The Guide: Part 1: Having the Right Idea

While reading histories of extremely successful companies and brands, I cannot help but wonder whether one day I will have something to be proud of as the founders of these companies have. It doesn’t have to be big and famous, I tell myself, but something that I have started, and which my labors have created into a success. Even since those moments, I find myself constantly thinking about business ideas that can be capitalized into a successful firm. These thoughts led me to the decision to begin informal series posted on The Monthly Narwhal as well as on this independent blog, called “The Dilettante Guide to Being Your Own Boss”, which will inform readers about the basics and the process of entrepreneurship.

In this first post, I will analyze the first and crucial step in starting any successful business – having the right idea. What does right mean? It means that the idea is applicable in a business environment, and that there is sufficient demand for the products and services that will stem out from the initial conception. For example, let’s suppose that you have an idea for an internet site listing prices of several types of goods or services, such as furniture or apartments for rent, from several firms. The rationale would be that producers and sellers would like to compete, and would like to experience guaranteed revenue increases when they decrease prices, and under-price competitors. Badly informed buyers may continue buying products from a particular firm, even though there are equally good, cheaper alternatives. Your internet site would redress this wrong by informing buyers, and for that service you will request fees from firms for quoting their products and prices on the site.

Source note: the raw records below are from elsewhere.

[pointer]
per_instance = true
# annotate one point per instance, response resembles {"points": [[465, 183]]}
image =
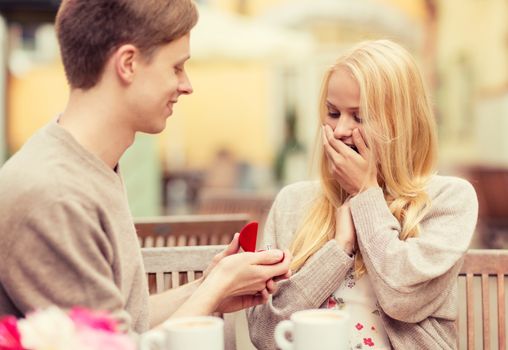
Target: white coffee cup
{"points": [[317, 329], [200, 332]]}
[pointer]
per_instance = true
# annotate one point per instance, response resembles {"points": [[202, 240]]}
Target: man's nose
{"points": [[185, 87]]}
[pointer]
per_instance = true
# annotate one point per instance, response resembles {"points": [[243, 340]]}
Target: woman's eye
{"points": [[333, 114]]}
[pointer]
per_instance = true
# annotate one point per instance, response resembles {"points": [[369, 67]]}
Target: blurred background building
{"points": [[256, 68]]}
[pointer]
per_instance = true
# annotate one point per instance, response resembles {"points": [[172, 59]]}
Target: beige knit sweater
{"points": [[414, 280], [66, 233]]}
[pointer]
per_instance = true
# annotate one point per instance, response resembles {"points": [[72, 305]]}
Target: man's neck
{"points": [[98, 125]]}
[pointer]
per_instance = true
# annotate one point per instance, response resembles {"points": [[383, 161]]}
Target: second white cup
{"points": [[317, 329]]}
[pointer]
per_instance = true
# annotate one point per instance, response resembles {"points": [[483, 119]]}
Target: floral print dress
{"points": [[358, 299]]}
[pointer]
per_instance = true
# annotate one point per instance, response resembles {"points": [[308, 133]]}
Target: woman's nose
{"points": [[343, 128]]}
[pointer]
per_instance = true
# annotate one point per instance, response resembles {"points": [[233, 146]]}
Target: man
{"points": [[67, 237]]}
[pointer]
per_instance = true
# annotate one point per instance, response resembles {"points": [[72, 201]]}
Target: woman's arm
{"points": [[413, 278], [307, 288]]}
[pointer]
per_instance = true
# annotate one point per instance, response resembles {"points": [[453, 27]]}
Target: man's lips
{"points": [[353, 147]]}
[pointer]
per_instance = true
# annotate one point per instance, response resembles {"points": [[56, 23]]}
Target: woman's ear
{"points": [[125, 62]]}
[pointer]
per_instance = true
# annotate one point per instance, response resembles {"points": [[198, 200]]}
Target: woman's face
{"points": [[343, 106]]}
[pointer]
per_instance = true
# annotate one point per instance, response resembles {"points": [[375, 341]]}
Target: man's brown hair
{"points": [[89, 31]]}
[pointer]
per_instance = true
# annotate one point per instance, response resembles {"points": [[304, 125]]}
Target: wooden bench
{"points": [[188, 230], [491, 185], [482, 300], [255, 205], [171, 267]]}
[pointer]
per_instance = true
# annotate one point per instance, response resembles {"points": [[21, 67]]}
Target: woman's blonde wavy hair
{"points": [[401, 133]]}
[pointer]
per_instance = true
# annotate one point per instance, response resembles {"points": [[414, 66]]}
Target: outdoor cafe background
{"points": [[256, 68]]}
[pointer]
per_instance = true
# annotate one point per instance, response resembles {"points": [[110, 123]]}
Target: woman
{"points": [[381, 235]]}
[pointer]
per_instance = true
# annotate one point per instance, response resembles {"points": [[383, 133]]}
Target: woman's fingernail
{"points": [[275, 253]]}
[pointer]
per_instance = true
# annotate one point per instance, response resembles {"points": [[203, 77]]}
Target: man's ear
{"points": [[125, 59]]}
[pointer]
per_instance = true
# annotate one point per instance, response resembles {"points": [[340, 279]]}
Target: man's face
{"points": [[158, 84]]}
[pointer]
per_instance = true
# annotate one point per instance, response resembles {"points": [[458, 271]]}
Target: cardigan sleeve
{"points": [[61, 256], [413, 278], [308, 288]]}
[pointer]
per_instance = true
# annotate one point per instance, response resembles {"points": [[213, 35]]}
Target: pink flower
{"points": [[368, 342], [9, 334], [93, 319], [91, 339]]}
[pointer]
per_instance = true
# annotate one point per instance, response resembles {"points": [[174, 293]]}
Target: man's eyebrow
{"points": [[331, 105], [181, 61]]}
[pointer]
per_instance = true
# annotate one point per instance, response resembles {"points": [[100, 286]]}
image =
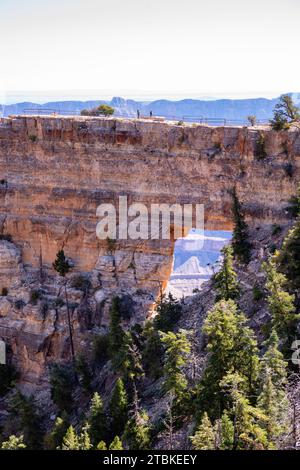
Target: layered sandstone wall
{"points": [[55, 171]]}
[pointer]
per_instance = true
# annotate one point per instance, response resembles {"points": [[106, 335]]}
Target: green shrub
{"points": [[257, 293], [19, 304], [252, 120], [260, 152], [59, 302], [102, 110], [276, 229]]}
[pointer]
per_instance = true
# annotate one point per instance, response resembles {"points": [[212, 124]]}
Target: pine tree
{"points": [[240, 242], [288, 258], [54, 439], [226, 279], [204, 437], [137, 431], [97, 420], [116, 335], [101, 446], [232, 346], [247, 430], [152, 353], [227, 432], [281, 302], [61, 264], [118, 408], [70, 441], [273, 362], [285, 112], [177, 348], [168, 311], [116, 444], [13, 443], [274, 404], [131, 358], [273, 398], [84, 441]]}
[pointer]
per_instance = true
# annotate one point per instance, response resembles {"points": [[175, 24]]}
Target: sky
{"points": [[149, 48]]}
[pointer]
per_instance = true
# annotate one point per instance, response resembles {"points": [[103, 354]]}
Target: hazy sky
{"points": [[204, 47]]}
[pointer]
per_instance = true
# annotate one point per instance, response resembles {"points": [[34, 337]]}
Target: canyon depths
{"points": [[55, 171]]}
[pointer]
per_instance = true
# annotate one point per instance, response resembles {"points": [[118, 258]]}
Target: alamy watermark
{"points": [[140, 222], [296, 354], [2, 352]]}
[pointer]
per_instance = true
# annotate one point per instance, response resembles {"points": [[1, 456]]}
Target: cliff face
{"points": [[55, 172]]}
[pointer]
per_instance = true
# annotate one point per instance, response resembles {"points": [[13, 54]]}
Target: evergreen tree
{"points": [[101, 446], [281, 303], [273, 398], [226, 279], [240, 242], [13, 443], [285, 112], [288, 258], [273, 362], [204, 437], [168, 312], [274, 404], [118, 408], [70, 441], [131, 358], [61, 264], [84, 442], [54, 439], [232, 346], [177, 348], [137, 431], [116, 335], [227, 432], [116, 444], [152, 353], [97, 420], [247, 430]]}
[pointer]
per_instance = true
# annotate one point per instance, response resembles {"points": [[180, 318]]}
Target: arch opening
{"points": [[196, 258]]}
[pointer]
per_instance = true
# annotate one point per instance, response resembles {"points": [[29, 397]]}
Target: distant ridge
{"points": [[238, 109]]}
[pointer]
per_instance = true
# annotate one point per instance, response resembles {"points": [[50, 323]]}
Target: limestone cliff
{"points": [[55, 171]]}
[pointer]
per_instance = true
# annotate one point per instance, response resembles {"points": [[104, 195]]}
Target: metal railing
{"points": [[212, 121]]}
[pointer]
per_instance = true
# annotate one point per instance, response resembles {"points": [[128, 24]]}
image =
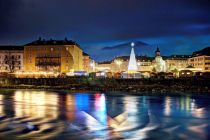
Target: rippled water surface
{"points": [[63, 115]]}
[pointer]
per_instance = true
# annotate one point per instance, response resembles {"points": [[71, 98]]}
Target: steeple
{"points": [[157, 52], [132, 65]]}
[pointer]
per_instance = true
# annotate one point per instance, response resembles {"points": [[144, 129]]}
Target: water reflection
{"points": [[35, 104], [99, 116]]}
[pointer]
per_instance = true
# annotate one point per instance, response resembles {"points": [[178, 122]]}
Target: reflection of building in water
{"points": [[167, 109], [82, 102], [100, 108], [182, 105], [36, 104], [1, 105], [70, 107]]}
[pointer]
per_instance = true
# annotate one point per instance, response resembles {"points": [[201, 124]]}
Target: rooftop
{"points": [[52, 42], [205, 51], [21, 48]]}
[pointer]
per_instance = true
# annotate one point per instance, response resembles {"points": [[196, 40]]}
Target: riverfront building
{"points": [[201, 60], [11, 58], [60, 56]]}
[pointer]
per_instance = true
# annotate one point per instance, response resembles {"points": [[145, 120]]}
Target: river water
{"points": [[27, 114]]}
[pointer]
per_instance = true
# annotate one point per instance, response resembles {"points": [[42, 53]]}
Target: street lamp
{"points": [[92, 64], [118, 62]]}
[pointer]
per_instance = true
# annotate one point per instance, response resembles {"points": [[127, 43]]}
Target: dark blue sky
{"points": [[176, 26]]}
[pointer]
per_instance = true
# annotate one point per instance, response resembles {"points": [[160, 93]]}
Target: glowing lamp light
{"points": [[132, 44]]}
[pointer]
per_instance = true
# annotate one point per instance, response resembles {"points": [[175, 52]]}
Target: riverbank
{"points": [[132, 86]]}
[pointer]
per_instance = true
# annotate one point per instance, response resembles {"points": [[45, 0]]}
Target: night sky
{"points": [[104, 28]]}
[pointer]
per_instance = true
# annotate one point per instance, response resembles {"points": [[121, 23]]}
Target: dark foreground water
{"points": [[62, 115]]}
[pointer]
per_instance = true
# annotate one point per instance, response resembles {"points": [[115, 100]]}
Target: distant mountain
{"points": [[205, 51]]}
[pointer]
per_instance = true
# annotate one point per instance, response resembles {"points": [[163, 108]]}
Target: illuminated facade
{"points": [[159, 64], [11, 58], [176, 62], [53, 55], [202, 62], [88, 63]]}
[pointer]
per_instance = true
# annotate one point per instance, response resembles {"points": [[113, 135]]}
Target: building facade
{"points": [[88, 63], [11, 58], [176, 62], [53, 56], [202, 62]]}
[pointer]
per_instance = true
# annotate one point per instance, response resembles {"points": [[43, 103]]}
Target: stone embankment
{"points": [[136, 86]]}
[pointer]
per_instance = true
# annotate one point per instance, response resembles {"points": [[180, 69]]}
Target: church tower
{"points": [[157, 52]]}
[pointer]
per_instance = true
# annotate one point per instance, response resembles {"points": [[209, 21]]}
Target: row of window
{"points": [[46, 48], [10, 56]]}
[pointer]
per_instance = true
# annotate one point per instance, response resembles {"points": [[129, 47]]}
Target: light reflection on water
{"points": [[100, 116]]}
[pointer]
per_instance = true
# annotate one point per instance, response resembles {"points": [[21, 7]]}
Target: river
{"points": [[31, 114]]}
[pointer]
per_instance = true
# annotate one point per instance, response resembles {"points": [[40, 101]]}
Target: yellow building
{"points": [[120, 64], [202, 62], [176, 62], [53, 56]]}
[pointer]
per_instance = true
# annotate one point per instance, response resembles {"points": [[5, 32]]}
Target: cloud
{"points": [[126, 46]]}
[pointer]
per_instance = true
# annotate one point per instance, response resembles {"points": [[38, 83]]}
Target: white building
{"points": [[159, 63], [11, 58]]}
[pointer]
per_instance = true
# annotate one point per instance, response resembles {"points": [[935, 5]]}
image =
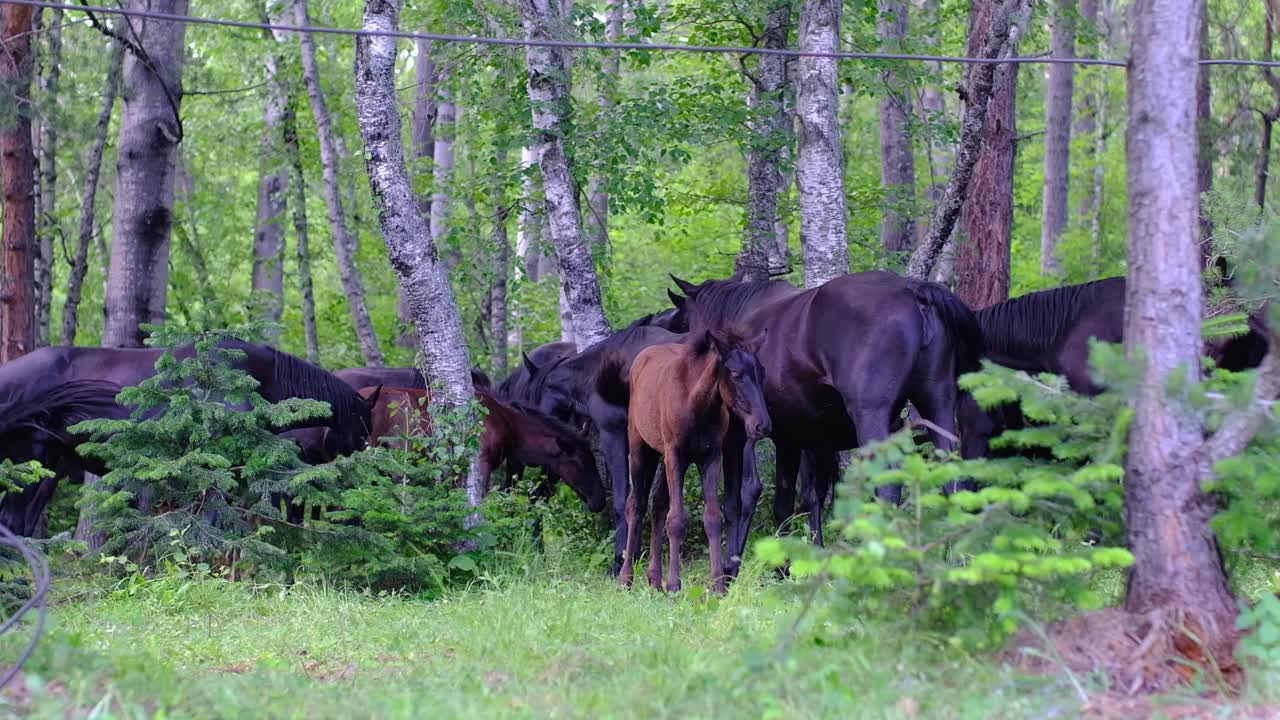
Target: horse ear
{"points": [[685, 286]]}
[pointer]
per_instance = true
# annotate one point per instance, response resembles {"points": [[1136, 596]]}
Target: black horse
{"points": [[840, 363]]}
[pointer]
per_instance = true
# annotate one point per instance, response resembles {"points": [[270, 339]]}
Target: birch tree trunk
{"points": [[769, 139], [17, 167], [408, 241], [146, 168], [983, 255], [273, 186], [549, 96], [821, 165], [46, 218], [1176, 561], [88, 197], [897, 156], [343, 244], [1057, 137]]}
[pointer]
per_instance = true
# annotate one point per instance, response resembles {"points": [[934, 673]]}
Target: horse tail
{"points": [[609, 382], [959, 324]]}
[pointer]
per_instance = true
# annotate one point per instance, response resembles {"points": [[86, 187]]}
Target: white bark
{"points": [[821, 165], [343, 242], [548, 95]]}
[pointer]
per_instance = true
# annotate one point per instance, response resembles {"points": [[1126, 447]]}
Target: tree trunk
{"points": [[549, 98], [146, 168], [17, 167], [1057, 137], [1176, 563], [821, 165], [897, 156], [273, 186], [88, 199], [611, 67], [343, 244], [298, 182], [982, 258], [46, 218], [406, 233], [769, 139], [999, 40]]}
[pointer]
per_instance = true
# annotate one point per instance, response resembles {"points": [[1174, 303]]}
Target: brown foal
{"points": [[682, 399]]}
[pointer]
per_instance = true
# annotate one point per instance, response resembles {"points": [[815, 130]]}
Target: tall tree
{"points": [[273, 181], [897, 155], [88, 196], [17, 167], [549, 96], [407, 236], [1057, 136], [771, 136], [46, 215], [821, 165], [343, 242], [983, 255], [145, 172]]}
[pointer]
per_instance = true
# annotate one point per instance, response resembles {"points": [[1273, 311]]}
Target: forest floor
{"points": [[534, 641]]}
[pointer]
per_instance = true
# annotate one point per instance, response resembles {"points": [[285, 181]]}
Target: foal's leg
{"points": [[676, 466], [711, 472], [644, 460]]}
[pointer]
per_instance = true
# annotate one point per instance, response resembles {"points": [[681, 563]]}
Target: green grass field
{"points": [[534, 639]]}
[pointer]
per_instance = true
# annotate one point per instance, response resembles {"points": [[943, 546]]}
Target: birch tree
{"points": [[343, 244], [17, 167], [549, 96], [408, 241], [145, 174], [821, 164]]}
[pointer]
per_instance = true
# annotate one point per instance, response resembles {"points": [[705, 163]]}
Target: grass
{"points": [[533, 642]]}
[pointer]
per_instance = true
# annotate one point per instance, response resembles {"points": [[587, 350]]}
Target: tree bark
{"points": [[1176, 563], [343, 244], [769, 139], [821, 164], [406, 233], [46, 217], [549, 98], [897, 156], [17, 167], [146, 168], [88, 199], [1057, 137], [999, 39], [983, 255], [273, 187]]}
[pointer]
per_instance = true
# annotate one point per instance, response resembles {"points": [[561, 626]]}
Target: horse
{"points": [[566, 391], [840, 363], [510, 433], [680, 400], [35, 422]]}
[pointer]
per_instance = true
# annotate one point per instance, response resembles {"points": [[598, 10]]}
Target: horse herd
{"points": [[816, 370]]}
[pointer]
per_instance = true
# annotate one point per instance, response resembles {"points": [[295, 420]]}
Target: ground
{"points": [[533, 639]]}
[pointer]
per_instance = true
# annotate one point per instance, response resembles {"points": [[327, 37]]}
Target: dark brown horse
{"points": [[510, 433], [681, 397], [840, 363]]}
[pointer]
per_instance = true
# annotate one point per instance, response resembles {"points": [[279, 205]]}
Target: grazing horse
{"points": [[510, 433], [680, 401], [566, 390], [33, 425], [840, 363]]}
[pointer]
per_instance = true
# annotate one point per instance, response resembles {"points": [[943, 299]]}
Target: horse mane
{"points": [[1038, 320]]}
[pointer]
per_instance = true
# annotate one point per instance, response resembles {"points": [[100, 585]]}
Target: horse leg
{"points": [[785, 483], [644, 460], [676, 466], [711, 470]]}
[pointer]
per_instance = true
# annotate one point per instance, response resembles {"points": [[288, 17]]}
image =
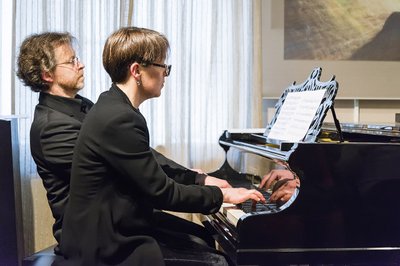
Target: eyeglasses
{"points": [[165, 66], [73, 61]]}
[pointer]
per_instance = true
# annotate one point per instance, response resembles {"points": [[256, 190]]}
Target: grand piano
{"points": [[346, 209]]}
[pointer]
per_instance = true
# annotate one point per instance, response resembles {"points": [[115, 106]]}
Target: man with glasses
{"points": [[48, 64]]}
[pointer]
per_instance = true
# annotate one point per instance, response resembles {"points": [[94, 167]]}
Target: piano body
{"points": [[345, 211]]}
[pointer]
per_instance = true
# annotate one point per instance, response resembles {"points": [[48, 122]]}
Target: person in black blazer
{"points": [[116, 181], [48, 64]]}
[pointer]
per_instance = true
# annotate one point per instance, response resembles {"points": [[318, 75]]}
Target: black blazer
{"points": [[54, 130], [116, 183]]}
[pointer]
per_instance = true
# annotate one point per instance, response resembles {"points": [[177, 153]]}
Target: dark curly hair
{"points": [[37, 55]]}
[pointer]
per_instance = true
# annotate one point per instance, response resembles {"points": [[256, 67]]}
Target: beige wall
{"points": [[369, 92]]}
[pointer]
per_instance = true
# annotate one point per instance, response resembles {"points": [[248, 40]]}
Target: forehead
{"points": [[64, 51]]}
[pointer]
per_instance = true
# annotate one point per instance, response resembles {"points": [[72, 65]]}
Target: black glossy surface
{"points": [[347, 211]]}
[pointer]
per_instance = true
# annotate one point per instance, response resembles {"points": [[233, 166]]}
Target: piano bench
{"points": [[43, 257]]}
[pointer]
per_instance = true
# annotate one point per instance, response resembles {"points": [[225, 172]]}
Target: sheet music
{"points": [[296, 115]]}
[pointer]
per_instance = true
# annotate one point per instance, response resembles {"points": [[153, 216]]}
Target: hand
{"points": [[275, 175], [239, 195], [213, 181], [284, 192]]}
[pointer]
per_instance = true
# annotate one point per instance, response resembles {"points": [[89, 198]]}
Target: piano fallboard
{"points": [[346, 210]]}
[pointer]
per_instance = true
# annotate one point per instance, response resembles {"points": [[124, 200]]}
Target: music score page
{"points": [[296, 115]]}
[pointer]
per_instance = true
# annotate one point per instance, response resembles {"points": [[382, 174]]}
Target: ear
{"points": [[135, 71], [47, 76]]}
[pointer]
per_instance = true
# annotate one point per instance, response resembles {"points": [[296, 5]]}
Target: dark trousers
{"points": [[185, 243]]}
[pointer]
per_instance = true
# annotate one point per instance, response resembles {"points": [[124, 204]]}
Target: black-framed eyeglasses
{"points": [[165, 66], [73, 61]]}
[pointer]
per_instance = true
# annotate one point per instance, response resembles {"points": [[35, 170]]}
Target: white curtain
{"points": [[215, 82]]}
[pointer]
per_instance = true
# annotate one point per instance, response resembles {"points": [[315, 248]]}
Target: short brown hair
{"points": [[130, 44], [37, 55]]}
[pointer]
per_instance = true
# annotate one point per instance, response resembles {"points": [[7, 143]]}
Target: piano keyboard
{"points": [[234, 212]]}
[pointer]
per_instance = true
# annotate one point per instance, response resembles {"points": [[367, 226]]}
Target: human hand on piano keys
{"points": [[239, 195], [282, 183]]}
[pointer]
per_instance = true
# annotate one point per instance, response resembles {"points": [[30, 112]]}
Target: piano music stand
{"points": [[312, 83]]}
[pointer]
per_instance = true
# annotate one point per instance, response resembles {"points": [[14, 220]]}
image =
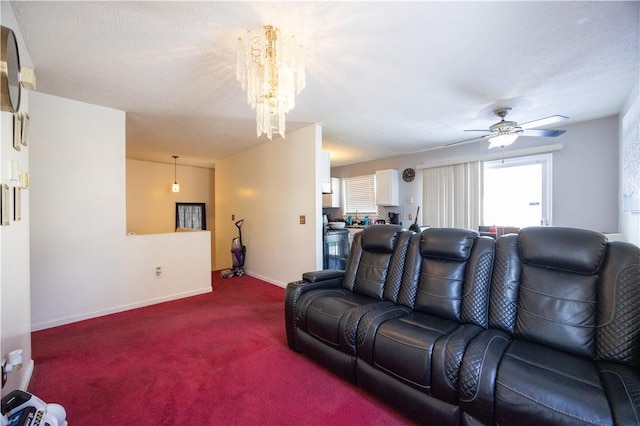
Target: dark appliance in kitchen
{"points": [[335, 248]]}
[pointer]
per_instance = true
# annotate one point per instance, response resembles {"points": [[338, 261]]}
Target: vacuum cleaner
{"points": [[238, 252]]}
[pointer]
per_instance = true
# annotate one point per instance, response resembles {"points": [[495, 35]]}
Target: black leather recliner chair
{"points": [[564, 340], [323, 310], [539, 327], [416, 349]]}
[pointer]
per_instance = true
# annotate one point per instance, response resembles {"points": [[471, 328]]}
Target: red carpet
{"points": [[219, 358]]}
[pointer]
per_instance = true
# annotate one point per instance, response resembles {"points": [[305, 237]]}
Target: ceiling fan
{"points": [[504, 133]]}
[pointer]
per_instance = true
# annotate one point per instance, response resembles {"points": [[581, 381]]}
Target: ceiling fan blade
{"points": [[468, 140], [544, 121], [543, 132]]}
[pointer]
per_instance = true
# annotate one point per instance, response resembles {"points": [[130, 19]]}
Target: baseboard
{"points": [[121, 308], [26, 379], [269, 280]]}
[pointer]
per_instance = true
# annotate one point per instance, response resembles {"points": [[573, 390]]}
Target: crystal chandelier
{"points": [[271, 70]]}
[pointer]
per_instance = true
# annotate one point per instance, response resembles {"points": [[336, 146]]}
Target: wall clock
{"points": [[10, 71], [408, 175]]}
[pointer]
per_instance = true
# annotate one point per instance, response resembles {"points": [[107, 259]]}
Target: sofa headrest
{"points": [[571, 249], [447, 243], [380, 238]]}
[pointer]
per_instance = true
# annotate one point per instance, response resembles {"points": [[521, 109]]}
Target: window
{"points": [[360, 195], [191, 216], [517, 191]]}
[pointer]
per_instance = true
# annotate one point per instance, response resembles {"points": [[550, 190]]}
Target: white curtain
{"points": [[453, 195]]}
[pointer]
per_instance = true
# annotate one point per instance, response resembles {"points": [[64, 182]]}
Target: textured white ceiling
{"points": [[383, 78]]}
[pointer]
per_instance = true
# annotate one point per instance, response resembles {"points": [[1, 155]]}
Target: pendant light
{"points": [[175, 187]]}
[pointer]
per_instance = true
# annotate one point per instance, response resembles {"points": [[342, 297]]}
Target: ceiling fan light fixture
{"points": [[502, 140], [271, 69]]}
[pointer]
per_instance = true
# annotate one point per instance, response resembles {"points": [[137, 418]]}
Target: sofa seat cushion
{"points": [[540, 385], [334, 319], [404, 347]]}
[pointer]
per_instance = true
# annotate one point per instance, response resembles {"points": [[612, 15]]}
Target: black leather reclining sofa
{"points": [[538, 327]]}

Smart idea, huh? It has been done successfully, so it would surely work in this market. Wrong. If someone else has done it, it does not mean that you can do it too. First, you must be somewhat sure that competitors will want to compare prices. Why would a profitable firm that leads the market be willing to compare prices with smaller firms that are trying to get its revenues?  And why would the small firms want even more competitions that they are facing at the moment?

For this, and every other service or good, there needs to be a market, meaning there needs to be demand for it. Selling something nobody wants to buy is the foolproof way to failure. To continue the example, the internet site may work for products that are easily comparable (very similar and uniform), and whose market is not dominated by a one or two “leader” firms. Moreover, an idea may be brilliant, but just its timing can be wrong, such as starting it in a recession. The example is actually from real life, and the idea behind it was conceived by a Macedonian entrepreneur, who wanted to implement it on the Macedonian market. But unfortunately, he failed because the market rejected it, and was immature for the price-comparing site, a business that has been implemented successfully in foreign, more advanced markets.

Business opportunity is all around us. Open eyes and a sharp mind suffice to seize it. Once you have an idea, and you have determined that it is a right idea that can be turned into a business, it’s time to take the next step – researching the idea and the market for it.